Location
- 220 Amherst Avenue Sheboygan Falls, Wisconsin 53085 United States
- 43°43′08″N 87°48′42″W﻿ / ﻿43.7190°N 87.8117°W

Information
- School type: Public high school
- School district: School District of Sheboygan Falls
- Principal: Michael J. Nikson
- Teaching staff: 33.73 (FTE)
- Grades: 9 through 12
- Enrollment: 502 (2023-2024)
- Student to teacher ratio: 14.88
- Colors: Purple and gold
- Athletics conference: Eastern Wisconsin Conference
- Nickname: Falcons
- Website: sheboyganfalls.k12.wi.us

= Sheboygan Falls High School =

Sheboygan Falls High School is a public high school located in Sheboygan Falls, Wisconsin. It serves students in grades 9 through 12. The school colors are purple and gold and they are referred to as the "Falcons."

==Sports==
The school offers many sports such as baseball, basketball, cross country, football, golf, soccer, softball, tennis, track and field, and volleyball.

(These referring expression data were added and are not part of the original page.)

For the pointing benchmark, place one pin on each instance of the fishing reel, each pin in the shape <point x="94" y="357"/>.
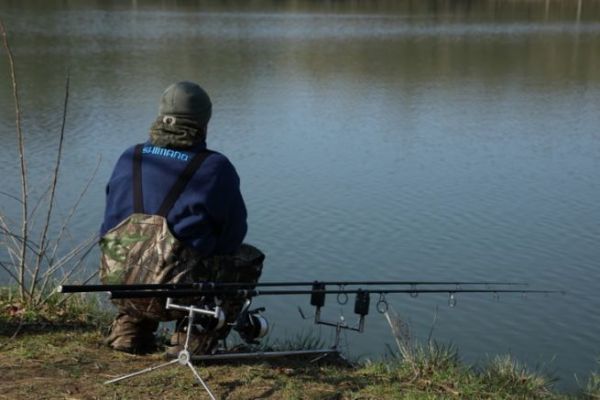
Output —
<point x="250" y="325"/>
<point x="361" y="307"/>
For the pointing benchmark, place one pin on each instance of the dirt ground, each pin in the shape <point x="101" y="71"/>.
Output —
<point x="74" y="365"/>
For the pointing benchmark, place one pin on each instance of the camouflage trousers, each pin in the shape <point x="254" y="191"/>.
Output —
<point x="132" y="331"/>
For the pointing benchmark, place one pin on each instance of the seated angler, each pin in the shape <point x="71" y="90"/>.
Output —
<point x="174" y="214"/>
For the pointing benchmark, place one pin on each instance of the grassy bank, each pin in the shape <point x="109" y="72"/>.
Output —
<point x="58" y="353"/>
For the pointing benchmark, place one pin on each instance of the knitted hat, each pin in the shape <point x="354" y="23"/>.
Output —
<point x="187" y="100"/>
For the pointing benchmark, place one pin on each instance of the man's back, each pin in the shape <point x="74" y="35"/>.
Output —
<point x="209" y="216"/>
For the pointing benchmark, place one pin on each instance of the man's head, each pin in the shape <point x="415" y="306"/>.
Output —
<point x="183" y="116"/>
<point x="186" y="100"/>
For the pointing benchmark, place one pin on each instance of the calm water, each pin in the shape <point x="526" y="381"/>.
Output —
<point x="394" y="140"/>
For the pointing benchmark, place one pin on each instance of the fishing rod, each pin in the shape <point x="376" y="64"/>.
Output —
<point x="179" y="293"/>
<point x="206" y="305"/>
<point x="208" y="285"/>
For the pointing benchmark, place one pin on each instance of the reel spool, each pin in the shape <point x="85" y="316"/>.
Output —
<point x="251" y="326"/>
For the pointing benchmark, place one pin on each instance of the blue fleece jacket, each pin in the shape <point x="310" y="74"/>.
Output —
<point x="210" y="214"/>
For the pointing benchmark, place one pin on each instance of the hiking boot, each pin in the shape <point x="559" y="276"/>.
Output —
<point x="132" y="335"/>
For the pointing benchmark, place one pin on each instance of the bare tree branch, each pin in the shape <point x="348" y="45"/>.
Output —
<point x="24" y="190"/>
<point x="44" y="234"/>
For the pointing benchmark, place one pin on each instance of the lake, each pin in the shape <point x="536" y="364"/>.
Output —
<point x="378" y="140"/>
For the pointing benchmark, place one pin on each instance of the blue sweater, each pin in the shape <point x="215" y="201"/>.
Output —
<point x="210" y="214"/>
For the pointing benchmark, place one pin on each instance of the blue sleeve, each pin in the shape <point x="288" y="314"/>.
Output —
<point x="118" y="193"/>
<point x="224" y="205"/>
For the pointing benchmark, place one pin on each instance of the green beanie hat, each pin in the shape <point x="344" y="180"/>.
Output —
<point x="187" y="100"/>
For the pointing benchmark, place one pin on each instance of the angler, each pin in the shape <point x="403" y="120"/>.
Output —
<point x="174" y="214"/>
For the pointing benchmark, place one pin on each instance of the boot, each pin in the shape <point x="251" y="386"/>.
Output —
<point x="132" y="335"/>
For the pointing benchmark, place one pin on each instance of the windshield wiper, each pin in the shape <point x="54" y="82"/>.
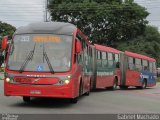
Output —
<point x="29" y="57"/>
<point x="47" y="59"/>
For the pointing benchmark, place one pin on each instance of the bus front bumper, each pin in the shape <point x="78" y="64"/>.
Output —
<point x="64" y="91"/>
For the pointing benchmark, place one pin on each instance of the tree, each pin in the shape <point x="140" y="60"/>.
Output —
<point x="147" y="44"/>
<point x="6" y="29"/>
<point x="108" y="22"/>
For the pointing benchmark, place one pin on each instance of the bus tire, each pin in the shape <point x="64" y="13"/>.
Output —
<point x="123" y="87"/>
<point x="80" y="89"/>
<point x="74" y="100"/>
<point x="87" y="93"/>
<point x="114" y="87"/>
<point x="144" y="85"/>
<point x="26" y="99"/>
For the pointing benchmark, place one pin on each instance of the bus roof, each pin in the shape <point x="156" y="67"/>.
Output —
<point x="47" y="27"/>
<point x="106" y="49"/>
<point x="136" y="55"/>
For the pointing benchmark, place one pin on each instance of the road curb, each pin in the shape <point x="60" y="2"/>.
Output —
<point x="158" y="84"/>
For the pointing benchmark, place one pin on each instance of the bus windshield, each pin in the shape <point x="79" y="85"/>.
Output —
<point x="40" y="52"/>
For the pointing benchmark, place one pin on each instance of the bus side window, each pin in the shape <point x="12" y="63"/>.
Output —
<point x="150" y="66"/>
<point x="110" y="60"/>
<point x="130" y="63"/>
<point x="99" y="64"/>
<point x="138" y="64"/>
<point x="154" y="67"/>
<point x="117" y="61"/>
<point x="104" y="59"/>
<point x="145" y="64"/>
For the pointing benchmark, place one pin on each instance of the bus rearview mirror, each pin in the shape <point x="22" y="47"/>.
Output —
<point x="78" y="47"/>
<point x="4" y="43"/>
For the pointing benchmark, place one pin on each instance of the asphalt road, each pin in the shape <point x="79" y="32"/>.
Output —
<point x="100" y="101"/>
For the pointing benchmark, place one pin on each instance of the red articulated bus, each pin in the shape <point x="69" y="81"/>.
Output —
<point x="106" y="67"/>
<point x="137" y="70"/>
<point x="48" y="59"/>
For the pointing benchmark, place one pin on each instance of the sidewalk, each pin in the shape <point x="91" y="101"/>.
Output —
<point x="158" y="84"/>
<point x="1" y="75"/>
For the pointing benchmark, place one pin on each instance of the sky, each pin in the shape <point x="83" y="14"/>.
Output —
<point x="22" y="12"/>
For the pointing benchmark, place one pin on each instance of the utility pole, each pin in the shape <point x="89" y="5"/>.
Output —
<point x="46" y="11"/>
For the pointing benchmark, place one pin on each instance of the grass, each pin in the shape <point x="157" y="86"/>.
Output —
<point x="158" y="79"/>
<point x="1" y="70"/>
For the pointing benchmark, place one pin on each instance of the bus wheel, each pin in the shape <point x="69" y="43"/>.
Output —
<point x="80" y="89"/>
<point x="123" y="87"/>
<point x="26" y="99"/>
<point x="114" y="87"/>
<point x="144" y="85"/>
<point x="74" y="100"/>
<point x="87" y="93"/>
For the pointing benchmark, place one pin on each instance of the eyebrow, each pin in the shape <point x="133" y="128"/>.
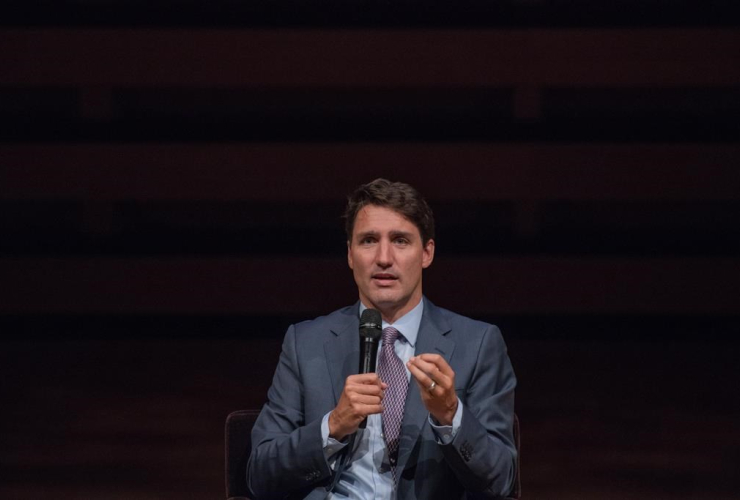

The school has a strong history of successful sports teams. Sheboygan Falls has claimed 6 WIAA state championships and 3 Runner Up trophies.

- 2024 WIAA Division 2 Runner Up in Soccer.
- 2000 WIAA Division 3 State Champions in Football. The Falcons cruised to a D3 title finishing the season with a 14-0 record including 11 shut-outs. The Falcons averaged 384.1 rushing yards per game and still hold a D3 state championship game record of 469 rushing yards. Sheboygan Falls football has made the playoffs 24 times since 1985. Falls has won 18 conference championships.
- 1992 WIAA Division 2 Runner Up in Track.
- 1987 Class B Runner Up in Football.
- 1983 Class B State Champions in Women's Volleyball.
- 1979 Class B State Runner Up in Women's Basketball
- 1975 Class B State Champions in Men's Basketball.
- 1974 Class B State Champions in Men's Basketball.
- 1973 State Champions in Summer Baseball.

=== Athletic conference affiliation history ===

- Eastern Wisconsin Conference (1923-1970)
- Packerland Conference (1970-1979)
- Eastern Wisconsin Conference (1979–present)

== Enrollment ==
From 2000–2019, high school enrollment declined 16.3%.